Dans ses tableaux, on découvre ces personnages étranges, muets, aux regards figés, sortis d’un monde surréaliste. Certains présents, notamment parmi les jeunes, n’hésitaient pas à lui poser des questions pour tenter de comprendre le sens de ses œuvres. «Ce sont des œuvres qui me représentaient, et auxquelles je m’identifie, j’avais un rapport émotionnel pour ce que j’ai lu et ça m’a vraiment aidé pour mieux les visualiser», expliquait-elle.
Ce qui l’amènera à dire : «Mes sources d’inspiration sont mes émotions, les discussions philosophiques avec ma sœur artiste et mon vécu.» Étant autodidacte, Aya apprendra à maîtriser le dessin à force de persévérance et de désir de se perfectionner. «Je croyais que je n’allais pas exposer où montrer mon art aux gens, alors j’étais vraiment libre dans le processus, j’étais loin des yeux et il n’y avait aucun jugement donc je me permettais de faire des erreurs et d’apprendre comme faisait un enfant», disait-elle.
Interrogée sur le fait relevé par certains observateurs au sujet de ses œuvres décrites comme une composition à la limite entre l’abstrait et le surréalisme, elle répond : «Si je veux intégrer mes œuvres dans le monde réel et les analyser selon des mouvements artistiques déjà existants, je pourrais dire que mon art appartient au surréalisme figuratif (l’observateur souvent fait ça pour pouvoir analyser l’œuvre, lier ce qu’il voit à un concept déjà existant), mais moi je les vois autrement.»
Aya a vécu cette occasion qui lui a été donnée pour exposer ses œuvres comme un déclic. «J’ai longtemps retardé l’échéance.

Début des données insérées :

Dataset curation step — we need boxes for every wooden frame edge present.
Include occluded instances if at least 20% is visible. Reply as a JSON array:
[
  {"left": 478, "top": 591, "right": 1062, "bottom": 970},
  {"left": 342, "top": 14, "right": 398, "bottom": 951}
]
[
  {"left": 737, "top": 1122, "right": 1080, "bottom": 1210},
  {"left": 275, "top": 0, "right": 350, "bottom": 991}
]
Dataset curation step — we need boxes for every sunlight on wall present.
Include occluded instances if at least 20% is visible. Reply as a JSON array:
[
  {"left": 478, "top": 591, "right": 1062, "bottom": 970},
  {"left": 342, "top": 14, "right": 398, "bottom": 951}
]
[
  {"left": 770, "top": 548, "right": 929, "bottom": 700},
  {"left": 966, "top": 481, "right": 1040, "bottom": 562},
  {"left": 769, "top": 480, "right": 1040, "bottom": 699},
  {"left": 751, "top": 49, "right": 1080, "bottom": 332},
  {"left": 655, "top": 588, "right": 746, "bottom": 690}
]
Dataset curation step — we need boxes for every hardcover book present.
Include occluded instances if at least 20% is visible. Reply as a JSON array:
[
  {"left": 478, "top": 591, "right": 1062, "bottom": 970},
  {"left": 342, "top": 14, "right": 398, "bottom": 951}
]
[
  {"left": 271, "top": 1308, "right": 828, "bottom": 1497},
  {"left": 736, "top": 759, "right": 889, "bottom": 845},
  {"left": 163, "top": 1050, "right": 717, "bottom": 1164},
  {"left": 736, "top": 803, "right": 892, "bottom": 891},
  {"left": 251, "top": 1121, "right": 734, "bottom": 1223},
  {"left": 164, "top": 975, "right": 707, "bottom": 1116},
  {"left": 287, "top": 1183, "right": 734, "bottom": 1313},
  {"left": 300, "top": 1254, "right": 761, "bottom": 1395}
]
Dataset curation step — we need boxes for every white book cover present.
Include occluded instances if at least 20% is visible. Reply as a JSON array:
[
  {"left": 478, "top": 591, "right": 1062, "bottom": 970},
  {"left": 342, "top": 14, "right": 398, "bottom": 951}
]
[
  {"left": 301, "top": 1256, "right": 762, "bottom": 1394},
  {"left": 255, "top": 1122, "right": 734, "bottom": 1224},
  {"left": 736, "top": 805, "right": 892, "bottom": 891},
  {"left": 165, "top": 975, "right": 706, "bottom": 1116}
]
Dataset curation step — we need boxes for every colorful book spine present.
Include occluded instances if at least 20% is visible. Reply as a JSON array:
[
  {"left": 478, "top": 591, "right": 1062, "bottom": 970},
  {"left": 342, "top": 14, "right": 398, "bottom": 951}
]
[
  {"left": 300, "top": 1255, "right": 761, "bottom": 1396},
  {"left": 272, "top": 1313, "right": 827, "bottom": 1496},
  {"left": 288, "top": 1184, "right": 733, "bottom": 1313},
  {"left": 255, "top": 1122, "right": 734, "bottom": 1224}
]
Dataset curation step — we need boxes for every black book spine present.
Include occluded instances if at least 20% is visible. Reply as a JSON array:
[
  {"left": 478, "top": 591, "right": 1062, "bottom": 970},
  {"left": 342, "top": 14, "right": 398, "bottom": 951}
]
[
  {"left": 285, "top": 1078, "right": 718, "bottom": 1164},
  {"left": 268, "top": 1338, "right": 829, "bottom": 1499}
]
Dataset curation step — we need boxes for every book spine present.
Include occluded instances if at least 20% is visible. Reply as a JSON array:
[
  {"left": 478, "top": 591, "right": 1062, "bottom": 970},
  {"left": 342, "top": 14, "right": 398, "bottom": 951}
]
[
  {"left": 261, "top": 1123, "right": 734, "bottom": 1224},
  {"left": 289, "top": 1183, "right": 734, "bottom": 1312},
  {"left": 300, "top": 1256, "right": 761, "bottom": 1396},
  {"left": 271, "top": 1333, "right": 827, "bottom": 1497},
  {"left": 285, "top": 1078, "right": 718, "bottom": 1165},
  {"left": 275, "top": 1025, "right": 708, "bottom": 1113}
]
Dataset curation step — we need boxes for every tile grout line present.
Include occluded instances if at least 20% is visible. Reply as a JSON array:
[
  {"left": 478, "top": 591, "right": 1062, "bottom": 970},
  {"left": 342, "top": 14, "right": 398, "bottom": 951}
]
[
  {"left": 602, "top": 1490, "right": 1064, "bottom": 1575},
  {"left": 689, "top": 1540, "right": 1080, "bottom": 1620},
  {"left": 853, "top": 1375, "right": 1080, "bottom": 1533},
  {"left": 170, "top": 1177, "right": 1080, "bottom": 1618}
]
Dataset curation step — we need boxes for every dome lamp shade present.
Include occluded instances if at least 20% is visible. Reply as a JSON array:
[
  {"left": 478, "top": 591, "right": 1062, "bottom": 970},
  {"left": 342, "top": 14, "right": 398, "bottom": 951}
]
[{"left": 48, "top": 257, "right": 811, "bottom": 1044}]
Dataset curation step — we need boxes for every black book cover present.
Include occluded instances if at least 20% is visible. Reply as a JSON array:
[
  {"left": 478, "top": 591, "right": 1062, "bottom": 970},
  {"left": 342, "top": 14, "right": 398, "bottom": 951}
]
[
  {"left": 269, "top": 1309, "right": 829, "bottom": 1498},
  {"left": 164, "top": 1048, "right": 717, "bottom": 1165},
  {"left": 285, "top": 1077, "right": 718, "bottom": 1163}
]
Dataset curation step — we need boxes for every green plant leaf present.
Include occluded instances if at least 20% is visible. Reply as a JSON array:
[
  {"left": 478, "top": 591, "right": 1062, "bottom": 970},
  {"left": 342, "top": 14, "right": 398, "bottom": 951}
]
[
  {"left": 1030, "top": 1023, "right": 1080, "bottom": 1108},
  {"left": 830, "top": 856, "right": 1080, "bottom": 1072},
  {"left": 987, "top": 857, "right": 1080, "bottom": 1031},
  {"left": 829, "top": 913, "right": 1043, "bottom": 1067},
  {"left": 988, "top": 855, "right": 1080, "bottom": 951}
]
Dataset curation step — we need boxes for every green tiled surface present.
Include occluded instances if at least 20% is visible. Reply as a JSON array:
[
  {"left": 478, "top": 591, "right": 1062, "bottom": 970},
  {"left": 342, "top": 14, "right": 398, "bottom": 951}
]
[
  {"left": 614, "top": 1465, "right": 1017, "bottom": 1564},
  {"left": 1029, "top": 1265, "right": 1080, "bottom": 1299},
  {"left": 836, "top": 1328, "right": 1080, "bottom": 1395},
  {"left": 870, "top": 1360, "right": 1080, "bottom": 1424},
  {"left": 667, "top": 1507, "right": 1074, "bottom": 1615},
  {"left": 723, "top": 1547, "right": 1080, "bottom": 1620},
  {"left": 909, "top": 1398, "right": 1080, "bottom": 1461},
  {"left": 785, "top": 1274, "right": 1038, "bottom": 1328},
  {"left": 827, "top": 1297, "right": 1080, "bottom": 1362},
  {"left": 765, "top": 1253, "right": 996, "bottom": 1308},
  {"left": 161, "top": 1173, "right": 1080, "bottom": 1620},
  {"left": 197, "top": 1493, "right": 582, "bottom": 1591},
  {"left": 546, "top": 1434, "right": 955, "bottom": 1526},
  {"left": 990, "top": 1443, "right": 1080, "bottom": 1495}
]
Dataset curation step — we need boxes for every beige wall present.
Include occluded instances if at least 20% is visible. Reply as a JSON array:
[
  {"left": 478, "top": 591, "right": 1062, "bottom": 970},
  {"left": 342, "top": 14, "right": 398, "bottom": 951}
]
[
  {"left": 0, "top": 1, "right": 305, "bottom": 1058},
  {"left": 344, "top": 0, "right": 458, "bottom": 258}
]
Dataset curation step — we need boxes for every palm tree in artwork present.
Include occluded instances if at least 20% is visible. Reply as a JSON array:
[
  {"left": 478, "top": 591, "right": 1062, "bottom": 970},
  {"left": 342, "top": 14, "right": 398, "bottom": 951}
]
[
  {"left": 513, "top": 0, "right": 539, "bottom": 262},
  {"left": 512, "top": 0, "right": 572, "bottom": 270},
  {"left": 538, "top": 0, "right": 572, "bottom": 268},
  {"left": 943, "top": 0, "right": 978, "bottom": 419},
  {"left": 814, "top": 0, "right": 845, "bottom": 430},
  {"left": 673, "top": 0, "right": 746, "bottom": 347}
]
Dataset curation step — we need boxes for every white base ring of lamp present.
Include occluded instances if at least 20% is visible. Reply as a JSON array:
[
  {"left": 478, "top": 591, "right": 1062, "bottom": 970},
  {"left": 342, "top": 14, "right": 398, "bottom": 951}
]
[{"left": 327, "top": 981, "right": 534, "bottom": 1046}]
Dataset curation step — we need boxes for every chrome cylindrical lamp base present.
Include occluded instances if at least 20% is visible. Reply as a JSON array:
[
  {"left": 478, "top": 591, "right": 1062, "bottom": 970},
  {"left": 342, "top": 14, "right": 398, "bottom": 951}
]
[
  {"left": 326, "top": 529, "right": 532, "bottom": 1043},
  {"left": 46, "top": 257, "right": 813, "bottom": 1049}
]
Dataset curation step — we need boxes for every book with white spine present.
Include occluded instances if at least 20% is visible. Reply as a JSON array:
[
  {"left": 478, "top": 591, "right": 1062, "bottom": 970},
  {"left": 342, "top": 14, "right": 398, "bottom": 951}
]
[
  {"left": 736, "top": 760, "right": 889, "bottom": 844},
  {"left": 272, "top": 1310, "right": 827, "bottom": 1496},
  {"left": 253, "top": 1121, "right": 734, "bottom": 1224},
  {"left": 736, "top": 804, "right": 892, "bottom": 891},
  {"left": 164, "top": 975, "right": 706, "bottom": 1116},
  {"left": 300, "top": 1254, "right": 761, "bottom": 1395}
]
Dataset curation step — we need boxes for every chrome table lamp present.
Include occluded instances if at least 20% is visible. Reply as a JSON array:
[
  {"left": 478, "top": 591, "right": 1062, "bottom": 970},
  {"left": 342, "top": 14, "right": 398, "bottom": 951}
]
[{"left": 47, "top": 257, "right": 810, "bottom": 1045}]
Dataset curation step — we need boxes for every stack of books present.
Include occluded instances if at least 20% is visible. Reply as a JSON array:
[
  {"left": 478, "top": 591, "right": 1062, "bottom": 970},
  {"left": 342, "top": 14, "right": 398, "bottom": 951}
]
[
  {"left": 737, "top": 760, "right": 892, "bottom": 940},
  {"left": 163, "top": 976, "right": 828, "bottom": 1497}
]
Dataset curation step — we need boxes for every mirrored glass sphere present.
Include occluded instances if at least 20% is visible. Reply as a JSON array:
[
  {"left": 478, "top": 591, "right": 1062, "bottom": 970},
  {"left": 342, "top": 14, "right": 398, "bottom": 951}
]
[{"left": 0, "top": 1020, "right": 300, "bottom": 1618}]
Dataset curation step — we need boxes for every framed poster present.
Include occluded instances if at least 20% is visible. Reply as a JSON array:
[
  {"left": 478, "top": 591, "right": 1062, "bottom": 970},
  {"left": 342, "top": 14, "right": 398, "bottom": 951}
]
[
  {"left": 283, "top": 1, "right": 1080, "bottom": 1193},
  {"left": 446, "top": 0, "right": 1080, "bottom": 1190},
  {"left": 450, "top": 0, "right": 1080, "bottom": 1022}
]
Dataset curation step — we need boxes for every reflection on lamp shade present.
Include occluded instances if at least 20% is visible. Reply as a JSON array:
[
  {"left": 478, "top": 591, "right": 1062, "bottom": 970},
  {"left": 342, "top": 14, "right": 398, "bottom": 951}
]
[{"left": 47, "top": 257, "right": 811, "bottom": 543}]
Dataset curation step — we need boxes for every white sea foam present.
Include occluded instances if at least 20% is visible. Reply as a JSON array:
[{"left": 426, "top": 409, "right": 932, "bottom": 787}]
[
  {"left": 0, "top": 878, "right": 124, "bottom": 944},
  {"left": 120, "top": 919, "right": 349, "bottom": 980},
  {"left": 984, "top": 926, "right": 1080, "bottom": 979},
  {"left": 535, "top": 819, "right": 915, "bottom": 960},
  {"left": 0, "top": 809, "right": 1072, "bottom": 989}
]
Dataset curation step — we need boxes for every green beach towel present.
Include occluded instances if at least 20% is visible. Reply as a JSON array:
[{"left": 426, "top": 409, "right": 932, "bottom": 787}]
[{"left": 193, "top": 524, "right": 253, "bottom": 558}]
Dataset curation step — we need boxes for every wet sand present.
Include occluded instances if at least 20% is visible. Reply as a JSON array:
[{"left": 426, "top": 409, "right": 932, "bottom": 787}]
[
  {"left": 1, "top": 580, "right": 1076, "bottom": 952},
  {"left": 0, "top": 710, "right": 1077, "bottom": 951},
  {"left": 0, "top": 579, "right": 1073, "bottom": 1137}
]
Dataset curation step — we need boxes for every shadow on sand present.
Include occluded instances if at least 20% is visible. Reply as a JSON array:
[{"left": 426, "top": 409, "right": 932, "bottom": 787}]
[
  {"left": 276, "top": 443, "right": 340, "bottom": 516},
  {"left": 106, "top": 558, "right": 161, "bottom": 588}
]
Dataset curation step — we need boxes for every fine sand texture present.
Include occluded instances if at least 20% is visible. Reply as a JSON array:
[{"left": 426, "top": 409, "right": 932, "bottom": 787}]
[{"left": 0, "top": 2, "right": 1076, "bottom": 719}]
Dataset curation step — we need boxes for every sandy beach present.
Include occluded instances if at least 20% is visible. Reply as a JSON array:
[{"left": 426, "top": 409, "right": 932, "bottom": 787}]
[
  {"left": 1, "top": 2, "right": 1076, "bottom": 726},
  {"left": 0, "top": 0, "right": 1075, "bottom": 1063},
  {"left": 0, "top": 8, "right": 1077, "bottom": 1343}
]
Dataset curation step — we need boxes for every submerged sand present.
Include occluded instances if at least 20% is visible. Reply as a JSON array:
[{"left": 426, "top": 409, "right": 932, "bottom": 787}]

Les créatures se faisaient de plus en plus nombreuses, elles s’agitaient dans ma tête, fouillaient dans mes souvenirs, parlaient, commentaient, jugeaient, elles vivaient en moi, dans ma pauvre tête… Et je ne voulais pas qu’elles y meurent. Alors, j’ai un jour décidé de les libérer, de me libérer», a-t-elle reconnu.
Et d’enchaîner : «J’étais heureuse de ma décision de montrer mon art au public pour la première fois. Le soutien de mes amis et celui de Mme Charlotte Aillet, la directrice de l’Institut français de Constantine m’a beaucoup touchée. Je l’ai vraiment appréciée».
En dehors de la peinture, Aya Bennacer est également musicienne et chanteuse. Elle façonne aussi des sculptures et crée des bijoux. «J’étais toujours passionnée de musique, j’ai découvert ma voix a l’âge de huit ans, je voulais m’investir dans la musique, mais mon entourage était hostile aux femmes musiciennes, l’entourage était handicapant pour ma musicienne. Cependant, j’ai appris la guitare toute seule et je faisais tout pour ne pas laisser cet entourage étouffer ma grande passion pour la musique.»
Ses projets ? «Continuer de produire des œuvres d’art et devenir une meilleure musicienne», conclut-elle. Pour ceux qui désirent encore découvrir cette exposition, elle se tient à l’Institut français de Constantine jusqu’au 30 juin.